Den Boom der Telenovelas überlies Jan-Pelgrom de Haas nicht dem Zufall. Getestet wurde das in Europa bis dato fast unbekannte Format durch das ungarische Tochterunternehmen Magyar Grundy UFA. De Haas war auch hier der Geschäftsführer. „Wir hoffen natürlich, dass wir unsere Erfahrungen mit dem Genre Telenovela auch für den deutschen Markt erfolgreich nutzen können“, gab er sich im Jahr 2003 noch vorsichtig optimistisch. 2005 hatte Grundy-UFA bereits zwei Sender mit diesem Format ausgestattet, eine weitere Telenovela soll in der Vorbereitung sein.

Während auf dem Medienforum NRW im Juli die Konkurrenz von einer „Krise im Fictionbereich“ sprach, machte de Haas‘ Firma gute Geschäfte. „Die Sender brauchen abseits der Primetime preiswerte Formate, um in der Primetime das Geld für High-End-Formate zu haben.“ De Haas gab sich überzeugt, dass Telenovelas im kommenden Jahr ihre Erfolge noch ausbauen werden.

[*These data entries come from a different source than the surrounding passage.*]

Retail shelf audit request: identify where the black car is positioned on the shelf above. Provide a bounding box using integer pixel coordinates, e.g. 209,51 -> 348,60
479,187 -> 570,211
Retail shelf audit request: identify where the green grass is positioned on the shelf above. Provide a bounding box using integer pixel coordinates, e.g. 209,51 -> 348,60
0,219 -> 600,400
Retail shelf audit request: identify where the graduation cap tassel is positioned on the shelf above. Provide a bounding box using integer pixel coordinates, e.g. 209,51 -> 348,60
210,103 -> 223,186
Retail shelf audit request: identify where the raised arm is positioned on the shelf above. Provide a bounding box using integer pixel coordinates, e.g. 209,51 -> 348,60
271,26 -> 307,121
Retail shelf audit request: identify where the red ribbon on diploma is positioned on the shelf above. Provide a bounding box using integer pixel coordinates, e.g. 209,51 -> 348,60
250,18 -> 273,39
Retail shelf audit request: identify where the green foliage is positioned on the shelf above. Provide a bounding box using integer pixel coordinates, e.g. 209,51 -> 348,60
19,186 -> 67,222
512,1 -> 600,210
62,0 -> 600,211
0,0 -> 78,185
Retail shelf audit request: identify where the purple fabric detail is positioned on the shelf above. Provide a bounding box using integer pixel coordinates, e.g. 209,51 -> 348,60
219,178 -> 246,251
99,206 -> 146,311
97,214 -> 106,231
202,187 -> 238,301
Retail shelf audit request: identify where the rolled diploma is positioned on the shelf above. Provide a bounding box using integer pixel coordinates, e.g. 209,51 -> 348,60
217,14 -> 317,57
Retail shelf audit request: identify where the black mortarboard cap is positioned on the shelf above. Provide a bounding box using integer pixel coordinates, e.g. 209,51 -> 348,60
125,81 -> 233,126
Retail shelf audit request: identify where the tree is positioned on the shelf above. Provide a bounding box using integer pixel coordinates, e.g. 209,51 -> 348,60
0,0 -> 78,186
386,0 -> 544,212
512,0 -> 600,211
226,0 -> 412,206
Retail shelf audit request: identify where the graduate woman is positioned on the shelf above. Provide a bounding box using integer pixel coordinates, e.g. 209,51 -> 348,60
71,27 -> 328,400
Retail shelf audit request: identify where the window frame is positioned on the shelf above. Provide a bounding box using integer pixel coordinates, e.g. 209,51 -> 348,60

Mit dem Musical- und Live-Entertainment-Sektor muss sich Jan-Pelgrom de Haas, Jahrgang 1962, jetzt in ein für ihn neues Gebiet einarbeiten. Als Fachfremder wird er zunächst sicher kritisch beäugt werden. Aber einige innovative Ideen von außen würden der Szene gut tun – sofern de Haas den Musicalbereich nicht zum Low-Cost-Markt umkrempelt.